Después de más de una década marcada por altibajos, éxitos virales y una batalla legal que acaparó titulares en todo el mundo, Kesha ha regresado con su primer álbum completamente libre: “.” (sí, el título es literalmente un punto). Este trabajo marca su independencia discográfica y también un nuevo comienzo artístico, en el que recupera el control total sobre su música y su narrativa.

Una nueva etapa sin ataduras

“.” es el primer álbum que Kesha lanza de forma completamente independiente y bajo su propio sello discográfico, Kesha Records, y esa libertad se siente desde el primer segundo. El disco abre con FREEDOM., una introducción simbólica que, aunque no es de las más pegadizas, sirve como declaración de intenciones: es el comienzo de una etapa sin control externo.

Aunque mantiene la base pop electrónica que ha definido gran parte de su carrera, también se permite explorar nuevos matices, como ocurre en YIPPEE-KI-YAY., mezclando humor, ironía y un aire country-pop despreocupado.
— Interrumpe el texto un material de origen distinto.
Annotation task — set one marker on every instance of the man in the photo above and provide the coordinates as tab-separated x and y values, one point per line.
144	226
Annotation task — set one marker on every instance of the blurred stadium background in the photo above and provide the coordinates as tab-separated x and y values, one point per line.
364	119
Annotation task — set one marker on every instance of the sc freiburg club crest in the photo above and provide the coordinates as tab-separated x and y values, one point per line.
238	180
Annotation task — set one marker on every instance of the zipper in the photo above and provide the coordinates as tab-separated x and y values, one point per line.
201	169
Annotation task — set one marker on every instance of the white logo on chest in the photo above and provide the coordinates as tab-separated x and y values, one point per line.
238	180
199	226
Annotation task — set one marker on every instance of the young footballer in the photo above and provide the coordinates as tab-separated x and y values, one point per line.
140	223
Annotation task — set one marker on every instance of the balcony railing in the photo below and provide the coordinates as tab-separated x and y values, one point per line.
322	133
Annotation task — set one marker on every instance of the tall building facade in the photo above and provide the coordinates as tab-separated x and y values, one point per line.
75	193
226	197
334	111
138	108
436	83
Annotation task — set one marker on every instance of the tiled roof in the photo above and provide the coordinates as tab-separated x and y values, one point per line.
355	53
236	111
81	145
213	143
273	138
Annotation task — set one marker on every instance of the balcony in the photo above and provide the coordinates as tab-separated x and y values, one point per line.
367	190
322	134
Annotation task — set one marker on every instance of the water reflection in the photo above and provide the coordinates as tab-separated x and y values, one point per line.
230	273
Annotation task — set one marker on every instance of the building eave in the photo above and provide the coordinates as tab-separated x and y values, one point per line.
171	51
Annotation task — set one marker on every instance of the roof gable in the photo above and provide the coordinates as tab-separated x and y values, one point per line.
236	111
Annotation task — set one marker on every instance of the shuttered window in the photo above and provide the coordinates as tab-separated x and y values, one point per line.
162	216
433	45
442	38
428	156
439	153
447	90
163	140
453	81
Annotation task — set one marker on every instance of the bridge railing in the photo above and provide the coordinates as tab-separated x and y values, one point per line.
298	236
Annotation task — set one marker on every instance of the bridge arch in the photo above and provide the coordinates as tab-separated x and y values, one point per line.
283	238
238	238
Sin reinventarse, pero volviendo a conectar

Musicalmente, el disco no representa un cambio radical. Kesha se mueve en terrenos que conoce bien: bases electrónicas, pop con actitud, letras que mezclan ironía, desahogo y diversión. No hay riesgo extremo, pero sí hay soltura. Y cuando se permite jugar, brilla. Canciones como BOY CRAZY. y RED FLAG. funcionan como pequeños himnos dentro de un conjunto más contenido, aportando dinamismo a un tracklist que, por momentos, parece caminar sobre terreno conocido.

Un punto y aparte necesario

. es un álbum que pone el foco en su autora. En un momento en el que muchas artistas optan por explorar lo experimental o conceptual, Kesha ha preferido centrarse en sí misma y en su voz. El resultado es un trabajo que, aunque no sorprende en lo sonoro, convence por su intención y su contexto.